Base list: ['Obj1', 'Obj1', 'Obj1', 'Obj3', 'Obj3', 'Obj2']
Shuffled list: ['Obj2', 'Obj1', 'Obj1', 'Obj3', 'Obj1', 'Obj3']
Objects count: {‘Obj1′: 3, ‘Obj3′: 2, ‘Obj2′: 1}

Let’s raise the number of instances (numInstances=600):

Objects count: {‘Obj1′: 300, ‘Obj3′: 200, ‘Obj2′: 100}

We can see that the frequency is preserved.
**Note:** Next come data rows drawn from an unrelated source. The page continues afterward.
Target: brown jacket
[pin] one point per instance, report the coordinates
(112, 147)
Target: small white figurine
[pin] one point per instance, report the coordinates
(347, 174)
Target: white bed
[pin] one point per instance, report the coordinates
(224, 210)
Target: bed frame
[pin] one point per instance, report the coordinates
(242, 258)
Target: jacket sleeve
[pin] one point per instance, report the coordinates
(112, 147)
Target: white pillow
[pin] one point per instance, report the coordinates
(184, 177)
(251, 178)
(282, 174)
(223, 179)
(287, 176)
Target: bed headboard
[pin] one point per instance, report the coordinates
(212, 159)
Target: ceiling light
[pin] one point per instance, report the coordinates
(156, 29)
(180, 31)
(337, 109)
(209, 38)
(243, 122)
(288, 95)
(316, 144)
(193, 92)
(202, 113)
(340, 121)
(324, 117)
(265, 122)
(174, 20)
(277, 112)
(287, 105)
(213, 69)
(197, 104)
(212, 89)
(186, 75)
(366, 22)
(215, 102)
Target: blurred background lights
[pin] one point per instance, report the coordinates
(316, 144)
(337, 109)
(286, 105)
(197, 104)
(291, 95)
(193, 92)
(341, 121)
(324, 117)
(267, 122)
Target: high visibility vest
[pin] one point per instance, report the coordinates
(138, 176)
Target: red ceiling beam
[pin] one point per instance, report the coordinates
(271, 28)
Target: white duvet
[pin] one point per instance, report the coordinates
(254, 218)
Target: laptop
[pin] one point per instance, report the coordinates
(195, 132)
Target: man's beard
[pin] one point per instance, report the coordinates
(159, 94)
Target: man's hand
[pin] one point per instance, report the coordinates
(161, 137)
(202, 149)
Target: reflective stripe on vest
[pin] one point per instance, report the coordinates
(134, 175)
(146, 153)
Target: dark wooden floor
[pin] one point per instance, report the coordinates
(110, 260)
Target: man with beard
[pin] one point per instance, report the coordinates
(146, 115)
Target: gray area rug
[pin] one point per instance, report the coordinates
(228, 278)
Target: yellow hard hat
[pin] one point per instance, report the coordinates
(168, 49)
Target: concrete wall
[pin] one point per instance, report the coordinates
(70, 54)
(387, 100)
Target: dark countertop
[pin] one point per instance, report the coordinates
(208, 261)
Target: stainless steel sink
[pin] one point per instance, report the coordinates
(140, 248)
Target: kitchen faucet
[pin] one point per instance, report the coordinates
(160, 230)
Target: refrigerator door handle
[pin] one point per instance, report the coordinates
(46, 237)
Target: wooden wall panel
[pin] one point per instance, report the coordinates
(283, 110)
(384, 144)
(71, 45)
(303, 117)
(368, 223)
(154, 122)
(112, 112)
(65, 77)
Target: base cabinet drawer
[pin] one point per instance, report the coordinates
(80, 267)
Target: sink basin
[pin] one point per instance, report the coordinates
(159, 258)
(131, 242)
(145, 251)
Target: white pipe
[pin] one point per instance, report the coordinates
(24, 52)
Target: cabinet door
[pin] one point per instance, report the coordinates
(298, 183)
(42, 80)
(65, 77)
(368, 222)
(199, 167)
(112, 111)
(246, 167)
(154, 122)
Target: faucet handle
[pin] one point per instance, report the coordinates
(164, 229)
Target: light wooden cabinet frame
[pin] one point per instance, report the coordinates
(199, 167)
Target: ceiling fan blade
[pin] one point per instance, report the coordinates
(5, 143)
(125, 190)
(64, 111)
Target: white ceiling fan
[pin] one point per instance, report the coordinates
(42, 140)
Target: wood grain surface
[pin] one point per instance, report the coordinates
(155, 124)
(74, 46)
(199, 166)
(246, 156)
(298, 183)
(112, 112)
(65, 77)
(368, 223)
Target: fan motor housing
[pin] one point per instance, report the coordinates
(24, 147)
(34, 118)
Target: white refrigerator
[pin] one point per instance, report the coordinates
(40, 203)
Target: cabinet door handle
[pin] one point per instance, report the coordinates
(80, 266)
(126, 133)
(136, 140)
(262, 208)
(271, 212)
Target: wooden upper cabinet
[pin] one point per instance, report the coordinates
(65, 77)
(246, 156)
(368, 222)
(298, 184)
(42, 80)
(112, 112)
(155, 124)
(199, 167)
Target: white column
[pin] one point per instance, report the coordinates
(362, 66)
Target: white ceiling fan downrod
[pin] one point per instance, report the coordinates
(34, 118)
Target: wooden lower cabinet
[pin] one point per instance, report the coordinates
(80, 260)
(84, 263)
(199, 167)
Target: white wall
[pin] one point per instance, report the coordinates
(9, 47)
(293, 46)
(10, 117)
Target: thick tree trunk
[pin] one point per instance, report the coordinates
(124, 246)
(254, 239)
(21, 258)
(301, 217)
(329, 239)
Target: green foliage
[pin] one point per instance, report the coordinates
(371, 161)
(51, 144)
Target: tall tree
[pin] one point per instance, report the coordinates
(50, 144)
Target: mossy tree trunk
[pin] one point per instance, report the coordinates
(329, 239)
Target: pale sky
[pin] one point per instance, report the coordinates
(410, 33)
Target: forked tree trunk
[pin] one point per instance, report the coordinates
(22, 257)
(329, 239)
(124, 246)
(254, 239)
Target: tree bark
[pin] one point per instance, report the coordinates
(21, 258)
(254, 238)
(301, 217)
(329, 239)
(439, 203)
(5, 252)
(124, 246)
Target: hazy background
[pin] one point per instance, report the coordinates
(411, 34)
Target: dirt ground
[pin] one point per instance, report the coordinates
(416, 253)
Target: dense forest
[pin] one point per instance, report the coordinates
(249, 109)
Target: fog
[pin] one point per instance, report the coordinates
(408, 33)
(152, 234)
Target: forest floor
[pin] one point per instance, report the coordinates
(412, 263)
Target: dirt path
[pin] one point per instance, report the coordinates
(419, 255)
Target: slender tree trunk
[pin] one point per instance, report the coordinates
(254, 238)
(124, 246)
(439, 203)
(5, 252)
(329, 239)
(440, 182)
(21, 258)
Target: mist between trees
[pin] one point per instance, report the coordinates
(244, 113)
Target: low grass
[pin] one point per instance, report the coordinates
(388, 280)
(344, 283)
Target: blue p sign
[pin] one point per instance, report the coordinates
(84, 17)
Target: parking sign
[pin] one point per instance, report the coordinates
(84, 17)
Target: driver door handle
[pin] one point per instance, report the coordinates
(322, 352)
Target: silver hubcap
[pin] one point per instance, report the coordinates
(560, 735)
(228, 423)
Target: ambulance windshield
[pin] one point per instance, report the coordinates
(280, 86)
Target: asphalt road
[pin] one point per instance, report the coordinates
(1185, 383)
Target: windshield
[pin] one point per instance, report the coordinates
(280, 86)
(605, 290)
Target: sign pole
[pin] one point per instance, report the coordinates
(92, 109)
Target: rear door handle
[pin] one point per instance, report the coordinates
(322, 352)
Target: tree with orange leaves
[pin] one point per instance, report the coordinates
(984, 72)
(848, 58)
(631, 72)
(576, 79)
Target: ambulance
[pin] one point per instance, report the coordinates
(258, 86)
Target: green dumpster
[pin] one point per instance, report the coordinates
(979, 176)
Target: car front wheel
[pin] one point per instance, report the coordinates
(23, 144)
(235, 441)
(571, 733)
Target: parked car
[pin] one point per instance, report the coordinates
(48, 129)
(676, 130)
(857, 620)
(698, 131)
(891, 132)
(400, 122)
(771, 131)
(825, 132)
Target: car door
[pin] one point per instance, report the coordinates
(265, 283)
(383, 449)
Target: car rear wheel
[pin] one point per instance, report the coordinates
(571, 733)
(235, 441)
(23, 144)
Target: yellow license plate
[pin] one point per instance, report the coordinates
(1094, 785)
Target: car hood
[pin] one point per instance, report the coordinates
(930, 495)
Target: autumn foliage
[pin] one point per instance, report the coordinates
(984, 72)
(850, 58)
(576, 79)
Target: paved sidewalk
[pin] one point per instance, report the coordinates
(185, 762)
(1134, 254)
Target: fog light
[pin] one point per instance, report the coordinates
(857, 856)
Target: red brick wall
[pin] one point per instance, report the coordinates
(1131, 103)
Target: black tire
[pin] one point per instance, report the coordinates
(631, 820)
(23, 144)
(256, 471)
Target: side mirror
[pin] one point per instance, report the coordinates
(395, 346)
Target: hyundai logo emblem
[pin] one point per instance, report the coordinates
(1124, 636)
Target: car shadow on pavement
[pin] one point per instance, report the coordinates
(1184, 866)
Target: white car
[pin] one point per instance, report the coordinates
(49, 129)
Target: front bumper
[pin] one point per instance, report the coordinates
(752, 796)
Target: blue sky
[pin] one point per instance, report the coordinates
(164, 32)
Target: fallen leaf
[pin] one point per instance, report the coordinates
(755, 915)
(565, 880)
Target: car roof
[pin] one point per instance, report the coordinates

Everything works so far, except one last thing: we are getting a pseudo-random extractions that repeats the sequence everytime we visit the whole list l.
To get a more random behaviour, we can shuffle the list everytime we restart by extracting the first element, i.e.: index == 0:


import random

random.seed(10)

f=dict()

f["Obj1"] = 3
f["Obj2"] = 1
f["Obj3"] = 2

l = list()

for k, v in f.items():
    for i in range(v):
        l.append(k)

print "Base list: ", l

random.shuffle(l)

print "Shuffled list: ", l

count = dict()

count["Obj1"] = 0
count["Obj2"] = 0
count["Obj3"] = 0


numInstances = 12

for i in range(numInstances):
    index = i %len(l)
    if index == 0:
        random.seed(i)
        random.shuffle(l)
        
    #instance object l[index]
    #...
    print l[index]
    count[l[index]] +=1

print "Objects count: ", count

And don’t forget to change your seed before the shuffle() operation, or you’ll get the same list over and over.
The code above produces the following sequence:

Obj1, Obj1, Obj2, Obj1, Obj3, Obj3, Obj1, Obj2, Obj1, Obj1, Obj3, Obj3

With Objects count: {‘Obj1′: 6, ‘Obj3′: 4, ‘Obj2′: 2}.

Finally we got a way to instantiate objects randomly but preserving control over their frequency.
I suggest to use the Gaussian approach only in case our base population is not numerically comparable to the number of instances.